Valor Econômico, v. 20, n. 4977, 08/04/2020. Finanças, p. C1
Coronavírus atrasa devoluções de bancos públicos ao Tesouro
Talita Moreira
Edna Simão
Francisco Góes
A crise do novo coronavírus colocou em xeque o cronograma de devoluções de recursos dos bancos públicos ao Tesouro Nacional neste ano. O pagamento de dividendos também voltará para o patamar mínimo de 25% do lucro, depois de as instituições terem sido instadas a contribuir com uma parcela maior de seus resultados em 2019.
A restrição vem num momento em que a União precisa de mais recursos para fazer frente à alta nas despesas que terá com o combate aos efeitos do coronavírus. Por outro lado, preserva o caixa dos bancos públicos, que vêm sendo chamados a ampliar a oferta de crédito em meio à crise.
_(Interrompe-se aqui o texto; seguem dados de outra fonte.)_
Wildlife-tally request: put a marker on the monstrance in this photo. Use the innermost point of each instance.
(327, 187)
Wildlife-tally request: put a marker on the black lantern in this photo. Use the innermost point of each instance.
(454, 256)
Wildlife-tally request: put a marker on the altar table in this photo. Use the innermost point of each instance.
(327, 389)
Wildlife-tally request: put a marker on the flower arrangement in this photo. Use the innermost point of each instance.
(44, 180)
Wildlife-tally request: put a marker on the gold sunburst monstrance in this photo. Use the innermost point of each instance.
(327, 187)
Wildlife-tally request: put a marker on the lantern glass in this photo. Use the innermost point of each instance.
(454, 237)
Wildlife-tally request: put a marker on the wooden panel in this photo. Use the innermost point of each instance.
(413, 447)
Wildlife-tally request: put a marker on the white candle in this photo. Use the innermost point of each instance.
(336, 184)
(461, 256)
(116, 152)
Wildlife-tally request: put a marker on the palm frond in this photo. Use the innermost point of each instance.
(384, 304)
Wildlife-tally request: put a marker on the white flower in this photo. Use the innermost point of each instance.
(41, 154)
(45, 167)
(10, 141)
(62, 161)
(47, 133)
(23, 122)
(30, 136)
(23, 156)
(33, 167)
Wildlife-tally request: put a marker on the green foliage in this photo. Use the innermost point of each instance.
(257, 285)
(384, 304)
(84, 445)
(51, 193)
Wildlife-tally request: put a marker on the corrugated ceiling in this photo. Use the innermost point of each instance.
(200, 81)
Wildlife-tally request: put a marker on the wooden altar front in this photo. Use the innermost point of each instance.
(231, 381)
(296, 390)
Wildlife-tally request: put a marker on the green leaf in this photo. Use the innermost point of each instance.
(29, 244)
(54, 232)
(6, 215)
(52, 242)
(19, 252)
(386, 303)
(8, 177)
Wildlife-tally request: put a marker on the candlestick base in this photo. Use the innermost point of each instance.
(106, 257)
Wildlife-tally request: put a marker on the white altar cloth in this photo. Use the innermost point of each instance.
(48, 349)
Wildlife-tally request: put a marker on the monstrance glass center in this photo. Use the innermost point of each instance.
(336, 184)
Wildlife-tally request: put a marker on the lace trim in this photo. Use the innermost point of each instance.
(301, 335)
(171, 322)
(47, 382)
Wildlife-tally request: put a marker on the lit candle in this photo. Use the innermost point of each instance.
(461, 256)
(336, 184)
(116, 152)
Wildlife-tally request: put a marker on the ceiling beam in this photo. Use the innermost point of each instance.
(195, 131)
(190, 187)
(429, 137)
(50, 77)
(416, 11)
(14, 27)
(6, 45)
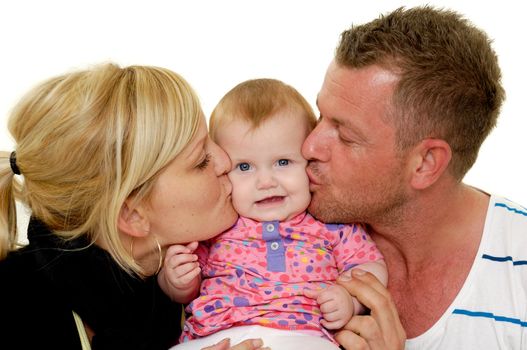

O Valor apurou que a Caixa pretende, por ora, suspender os pagamentos de instrumentos híbridos de capital e dívida (IHCD) - uma espécie de empréstimo sem vencimento atribuído pelo Tesouro à instituição nos governos Lula e Dilma. Em 2019, o banco devolveu R$ 11,35 bilhões desses títulos e para este ano era esperado um patamar parecido.
O objetivo do banco era continuar esse processo em 2020, contando, para isso, com a ajuda de vendas de ativos. Com a pandemia, os desinvestimentos entraram em compasso de espera - o IPO da Caixa Seguridade, que era previsto para o início deste mês, foi paralisado. Além disso, a instituição ampliou os recursos disponíveis para o crédito e reduziu as taxas de juros de algumas linhas. Fonte próxima ao assunto diz que a questão ainda não foi discutida com o Tesouro, mas considera a suspensão das devoluções natural neste momento. Procurada, a Caixa não comentou o assunto.
No BNDES, a crise não só interrompeu os planos do banco de fomento de vender ações de sua carteira, como ainda deverá levá-lo a ampliar suas participações em empresas. A instituição fará aportes em companhias, a começar pelas aéreas, por meio da emissão de debêntures conversíveis em ações.
O BNDES já anunciou que estão suspensas temporariamente as devoluções antecipadas de empréstimos feitos pelo Tesouro. Serão mantidos somente pagamentos que fazem parte de um cronograma acertado e que somam, em 2020, cerca de R$ 17 bilhões. O Valor apurou que esses pagamentos, a serem feitos mensalmente, vão somar pouco menos de R$ 1,5 bilhão por mês. Em 2019, o banco devolveu ao Tesouro R$ 132,5 bilhões entre antecipações e dividendos.
Em entrevista ao Valor, o secretário especial de Fazenda do Ministério da Economia, Waldery Rodrigues, disse que a crise levou o governo a desistir de pedir a devolução de recursos adicionais pelo BNDES. Ele afirmou ainda que o Tesouro só espera receber os 25% de dividendos mínimos das estatais.
No caso do Banco do Brasil (BB), a questão do IHDC é menos relevante. A instituição tem apenas R$ 8 bilhões nesses títulos e eles são atrelados ao crédito agrícola. Porém, o BB havia sinalizado que pagaria em dividendos aos acionistas - União e minoritários - algo entre 30% e 40% do lucro neste ano.
A volta ao patamar mínimo de dividendos também obedece a uma decisão do Banco Central, que nesta semana determinou que as instituições financeiras em geral não paguem aos acionistas nada além do previsto na lei das S.A. ou em seus estatutos sociais para preservar caixa.
Por meio da assessoria de imprensa, o Tesouro afirmou que amortizações do IHCD são condicionadas à inciativa de cada instituição financeira e dependem de autorização do Banco Central.
Em relação aos dividendos, em uma situação normal, o conselho de administração dos bancos públicos pode propor montantes superiores ao mínimo legal. Isso foi o que aconteceu no ano passado. O Tesouro informou que ainda tem a receber parte dos proventos relativos a 2019. Segundo apurou o Valor, esse pagamento está, em princípio, mantido.